Powell a-t-il toujours bien compris ? Bien sûr que non. Le plus gros défaut de son dossier (comme il a été le premier à le reconnaître) a été sa comparution en tant que secrétaire d’État devant le Conseil de sécurité des Nations Unies en février 2003, plaidant en faveur de la guerre en Irak. Comme nous le savons maintenant, l’Irak n’avait pas d’armes de destruction massive (ADM). Ce que le dictateur irakien, Saddam Hussein, cachait n’était pas des armes nucléaires ou biologiques, mais le fait qu’il n’en avait pas.

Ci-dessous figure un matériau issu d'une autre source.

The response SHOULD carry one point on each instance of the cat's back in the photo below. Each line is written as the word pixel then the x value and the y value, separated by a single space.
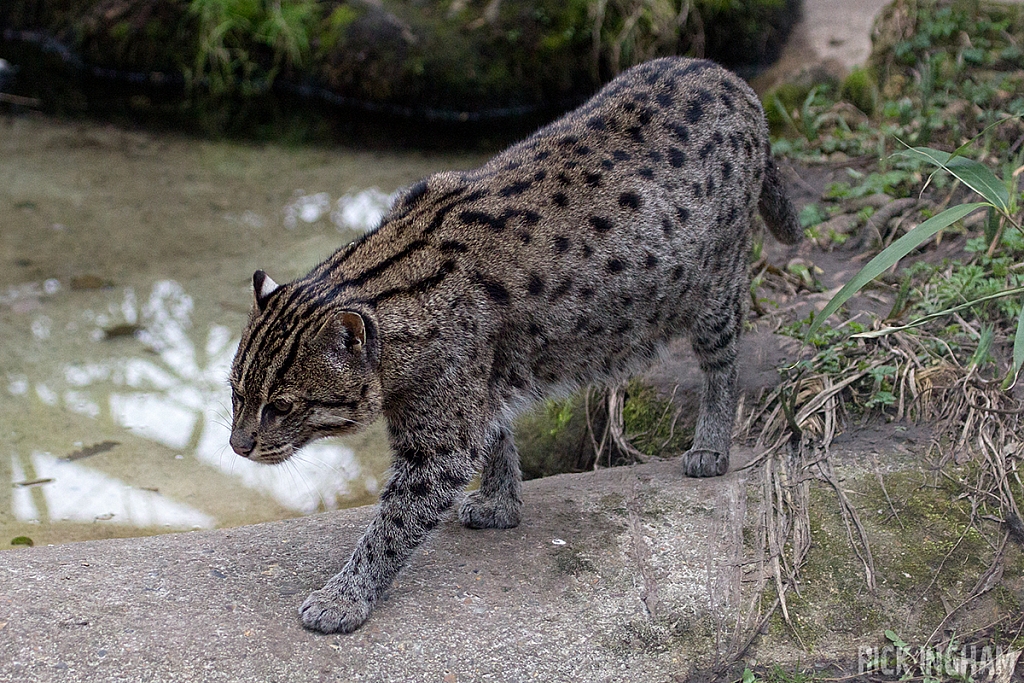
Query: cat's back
pixel 615 221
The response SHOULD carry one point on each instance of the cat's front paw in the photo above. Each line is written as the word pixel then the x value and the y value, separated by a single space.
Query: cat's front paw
pixel 334 610
pixel 705 463
pixel 478 511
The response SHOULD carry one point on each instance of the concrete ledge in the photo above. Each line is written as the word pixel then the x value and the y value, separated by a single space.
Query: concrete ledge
pixel 645 583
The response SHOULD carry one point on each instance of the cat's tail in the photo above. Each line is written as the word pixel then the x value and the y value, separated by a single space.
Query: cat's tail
pixel 776 209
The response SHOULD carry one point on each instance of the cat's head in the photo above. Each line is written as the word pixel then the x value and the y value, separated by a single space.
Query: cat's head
pixel 304 370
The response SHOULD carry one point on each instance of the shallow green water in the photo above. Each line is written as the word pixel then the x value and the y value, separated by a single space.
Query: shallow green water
pixel 125 266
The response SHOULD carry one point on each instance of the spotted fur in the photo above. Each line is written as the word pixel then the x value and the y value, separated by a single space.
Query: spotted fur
pixel 570 258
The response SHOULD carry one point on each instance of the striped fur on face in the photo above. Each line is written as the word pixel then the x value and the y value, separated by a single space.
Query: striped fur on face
pixel 303 372
pixel 570 258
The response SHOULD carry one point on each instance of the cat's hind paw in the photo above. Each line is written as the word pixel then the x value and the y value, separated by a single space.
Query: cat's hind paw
pixel 329 610
pixel 705 463
pixel 478 511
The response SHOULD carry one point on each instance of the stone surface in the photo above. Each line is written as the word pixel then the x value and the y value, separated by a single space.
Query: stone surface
pixel 630 573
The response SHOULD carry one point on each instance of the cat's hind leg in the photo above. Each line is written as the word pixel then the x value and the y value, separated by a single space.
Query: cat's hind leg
pixel 715 343
pixel 498 502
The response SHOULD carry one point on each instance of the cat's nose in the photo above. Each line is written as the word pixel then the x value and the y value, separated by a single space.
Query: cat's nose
pixel 243 443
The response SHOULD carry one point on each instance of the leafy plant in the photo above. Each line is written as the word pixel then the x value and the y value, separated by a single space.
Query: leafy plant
pixel 1000 198
pixel 244 44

Aucun d’entre nous dans l’administration de George W. Bush, y compris Powell, ne le savait à l’époque. Ce que les critiques ignorent, c’est que Powell croyait ce qu’il disait, que Saddam était en possession d’ADM. Cela ne signifiait pas nécessairement que Powell était favorable à la guerre, mais qu’il reconnaissait la menace comme réelle et l’option de la guerre comme raisonnable, même si ce n’était pas sa préférence.

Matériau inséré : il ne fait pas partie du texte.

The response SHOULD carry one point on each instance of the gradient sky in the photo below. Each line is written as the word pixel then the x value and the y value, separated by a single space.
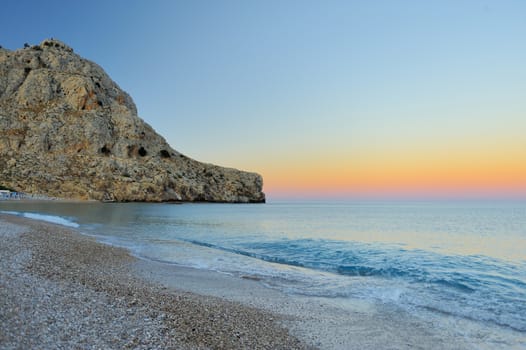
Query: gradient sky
pixel 323 98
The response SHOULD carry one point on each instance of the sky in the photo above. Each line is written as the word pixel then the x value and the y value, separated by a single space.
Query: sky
pixel 325 99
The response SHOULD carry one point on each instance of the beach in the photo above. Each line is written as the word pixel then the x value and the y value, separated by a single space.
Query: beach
pixel 118 276
pixel 60 289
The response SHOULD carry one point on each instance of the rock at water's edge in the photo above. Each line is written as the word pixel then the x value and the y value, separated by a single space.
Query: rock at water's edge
pixel 68 131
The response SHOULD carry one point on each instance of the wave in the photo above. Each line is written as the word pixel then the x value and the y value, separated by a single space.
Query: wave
pixel 43 217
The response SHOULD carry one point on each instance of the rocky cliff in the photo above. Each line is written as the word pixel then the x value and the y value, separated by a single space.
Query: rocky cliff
pixel 67 130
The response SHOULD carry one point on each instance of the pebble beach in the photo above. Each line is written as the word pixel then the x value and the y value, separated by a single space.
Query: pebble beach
pixel 60 289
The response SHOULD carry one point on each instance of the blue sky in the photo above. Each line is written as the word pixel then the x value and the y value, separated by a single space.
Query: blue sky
pixel 286 88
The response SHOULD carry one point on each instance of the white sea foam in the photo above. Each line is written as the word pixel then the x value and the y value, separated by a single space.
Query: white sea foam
pixel 48 218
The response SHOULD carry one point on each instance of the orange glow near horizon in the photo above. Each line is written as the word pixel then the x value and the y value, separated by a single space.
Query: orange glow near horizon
pixel 463 173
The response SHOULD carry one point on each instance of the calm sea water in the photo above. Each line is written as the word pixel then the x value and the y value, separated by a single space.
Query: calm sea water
pixel 463 261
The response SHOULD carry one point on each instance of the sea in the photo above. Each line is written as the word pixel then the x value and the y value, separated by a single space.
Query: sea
pixel 461 264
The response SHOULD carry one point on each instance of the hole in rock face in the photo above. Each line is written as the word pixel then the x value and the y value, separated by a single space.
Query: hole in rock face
pixel 105 150
pixel 164 153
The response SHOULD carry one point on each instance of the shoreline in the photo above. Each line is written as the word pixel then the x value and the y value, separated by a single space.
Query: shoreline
pixel 131 302
pixel 64 289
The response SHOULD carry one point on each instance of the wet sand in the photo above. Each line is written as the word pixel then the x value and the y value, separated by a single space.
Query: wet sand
pixel 61 289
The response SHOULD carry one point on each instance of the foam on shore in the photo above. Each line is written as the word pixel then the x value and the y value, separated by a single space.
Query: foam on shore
pixel 42 217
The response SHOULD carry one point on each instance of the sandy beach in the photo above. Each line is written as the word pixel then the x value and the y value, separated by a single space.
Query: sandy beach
pixel 60 289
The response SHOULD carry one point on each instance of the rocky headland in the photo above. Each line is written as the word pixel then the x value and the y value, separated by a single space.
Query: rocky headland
pixel 68 131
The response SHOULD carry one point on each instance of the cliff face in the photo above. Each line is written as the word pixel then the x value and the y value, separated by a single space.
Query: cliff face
pixel 67 130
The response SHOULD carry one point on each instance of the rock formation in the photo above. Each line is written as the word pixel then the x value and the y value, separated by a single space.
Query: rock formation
pixel 67 130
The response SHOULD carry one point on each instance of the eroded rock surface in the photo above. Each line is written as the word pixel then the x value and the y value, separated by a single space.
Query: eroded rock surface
pixel 67 130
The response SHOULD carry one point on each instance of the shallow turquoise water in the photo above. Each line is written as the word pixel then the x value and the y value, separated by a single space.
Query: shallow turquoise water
pixel 457 260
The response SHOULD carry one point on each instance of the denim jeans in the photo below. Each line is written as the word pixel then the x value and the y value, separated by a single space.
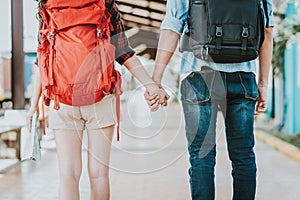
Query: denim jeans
pixel 203 95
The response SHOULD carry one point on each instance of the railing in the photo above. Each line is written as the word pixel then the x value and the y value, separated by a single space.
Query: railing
pixel 142 13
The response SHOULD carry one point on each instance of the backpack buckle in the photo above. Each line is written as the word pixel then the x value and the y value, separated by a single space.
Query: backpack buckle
pixel 99 34
pixel 51 35
pixel 245 32
pixel 219 31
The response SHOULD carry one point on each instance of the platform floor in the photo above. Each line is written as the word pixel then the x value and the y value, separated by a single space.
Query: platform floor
pixel 150 163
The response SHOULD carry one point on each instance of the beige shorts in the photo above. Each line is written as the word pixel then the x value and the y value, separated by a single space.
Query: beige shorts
pixel 95 116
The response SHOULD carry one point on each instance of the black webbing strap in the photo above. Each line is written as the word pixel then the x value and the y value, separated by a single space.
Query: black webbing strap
pixel 265 5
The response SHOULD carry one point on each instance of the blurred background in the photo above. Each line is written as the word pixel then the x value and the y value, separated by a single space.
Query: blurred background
pixel 279 127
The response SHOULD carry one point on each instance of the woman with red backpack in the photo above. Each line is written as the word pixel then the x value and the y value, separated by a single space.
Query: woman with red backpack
pixel 78 43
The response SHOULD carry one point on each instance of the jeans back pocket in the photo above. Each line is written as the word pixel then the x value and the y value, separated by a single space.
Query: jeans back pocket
pixel 195 89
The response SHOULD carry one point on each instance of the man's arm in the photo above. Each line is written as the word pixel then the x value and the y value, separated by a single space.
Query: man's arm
pixel 265 58
pixel 166 46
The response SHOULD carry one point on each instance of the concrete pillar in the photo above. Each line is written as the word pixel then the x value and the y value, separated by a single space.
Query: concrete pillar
pixel 18 96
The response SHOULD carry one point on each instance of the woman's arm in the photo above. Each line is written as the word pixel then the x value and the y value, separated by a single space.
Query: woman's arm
pixel 37 91
pixel 136 68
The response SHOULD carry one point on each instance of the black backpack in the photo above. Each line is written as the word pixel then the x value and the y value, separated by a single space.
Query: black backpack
pixel 225 31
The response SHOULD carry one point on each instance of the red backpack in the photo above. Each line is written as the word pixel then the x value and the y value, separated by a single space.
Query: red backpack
pixel 75 56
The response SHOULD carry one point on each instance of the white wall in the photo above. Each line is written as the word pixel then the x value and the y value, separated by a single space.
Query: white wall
pixel 30 26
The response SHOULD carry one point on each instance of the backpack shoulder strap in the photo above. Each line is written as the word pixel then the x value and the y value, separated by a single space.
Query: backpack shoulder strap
pixel 265 5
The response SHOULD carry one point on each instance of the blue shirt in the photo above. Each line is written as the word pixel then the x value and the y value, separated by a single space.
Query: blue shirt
pixel 176 20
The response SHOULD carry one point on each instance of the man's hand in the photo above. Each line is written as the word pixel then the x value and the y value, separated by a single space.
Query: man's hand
pixel 261 105
pixel 156 100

Ce que les critiques ont également tendance à ignorer, c’est le processus qui a conduit à la déclaration de Powell à l’ONU. Étant donné un script quelques jours seulement avant la préparation du bureau du vice-président Dick Cheney, Powell a insisté pour que la communauté du renseignement examine et valide chaque mot. En fin de compte, plus de 90 pour cent du projet initial a été modifié ou éliminé. Powell a précisé qu’il ne prononcerait que des remarques éclairées par ce que le gouvernement savait et, étant donné l’incertitude inhérente à de nombreuses informations, ce qu’il jugeait correct. Sa déclaration ne serait pas motivée par des préférences politiques. Nous savons maintenant que le résultat était en partie inexact, mais ce qui est essentiel pour évaluer l’homme, c’est que ce qui a été dit constituait une représentation honnête de ce que lui et les autres pensaient être la réalité. On peut se tromper sans intention.

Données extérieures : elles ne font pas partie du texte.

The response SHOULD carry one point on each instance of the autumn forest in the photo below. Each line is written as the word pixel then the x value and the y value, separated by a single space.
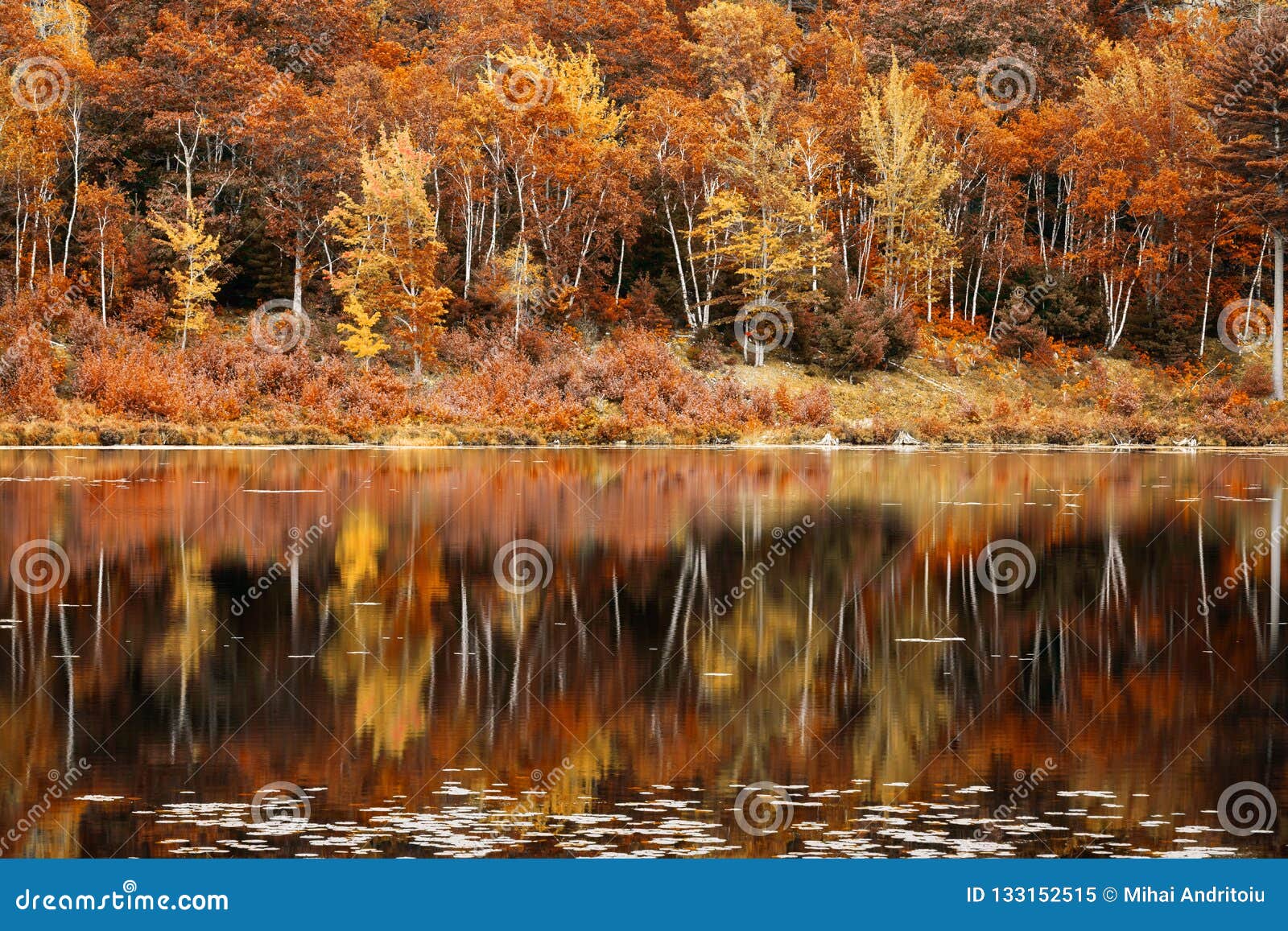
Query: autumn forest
pixel 650 222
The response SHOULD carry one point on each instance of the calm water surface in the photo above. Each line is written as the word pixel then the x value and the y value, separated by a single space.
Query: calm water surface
pixel 676 653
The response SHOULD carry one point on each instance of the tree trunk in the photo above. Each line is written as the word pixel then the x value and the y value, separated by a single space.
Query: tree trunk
pixel 1277 364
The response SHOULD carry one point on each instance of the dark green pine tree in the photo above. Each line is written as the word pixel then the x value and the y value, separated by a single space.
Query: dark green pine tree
pixel 1251 117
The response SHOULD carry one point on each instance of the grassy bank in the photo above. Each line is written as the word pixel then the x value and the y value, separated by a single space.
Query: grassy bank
pixel 643 389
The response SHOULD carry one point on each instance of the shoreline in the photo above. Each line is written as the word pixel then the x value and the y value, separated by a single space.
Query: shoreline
pixel 695 447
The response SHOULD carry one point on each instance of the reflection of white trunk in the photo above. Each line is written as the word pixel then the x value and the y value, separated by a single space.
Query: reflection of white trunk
pixel 1113 586
pixel 1277 521
pixel 1277 362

Après avoir quitté le gouvernement, Powell s’est prononcé contre la dérive illibérale qui était venue caractériser le Parti républicain dont il avait si longtemps fait partie. Il est resté un homme de modération et de caractère jusqu’au bout, et il a consacré une grande partie de son temps à faire en sorte que les autres aient la chance de vivre le rêve américain. Il s’est consacré à America’s Promise, une organisation caritative créée pour aider les jeunes, et à la Colin Powell School for Civic and Global Leadership au City College of New York, où Powell a fait ses études de premier cycle et a été présenté à l’armée via la Réserve Corps d’instruction des officiers. Ils étaient les dernières étapes d’un voyage américain extraordinaire, un voyage qui fournit un modèle sur la façon de vivre sa vie dans l’arène publique à une époque où peu de modèles de ce type peuvent être trouvés.

Richard Haass est président du Council on Foreign Relations, dont Colin Powell a été membre pendant trente-cinq ans et a siégé à son conseil d’administration de 2006 à 2016.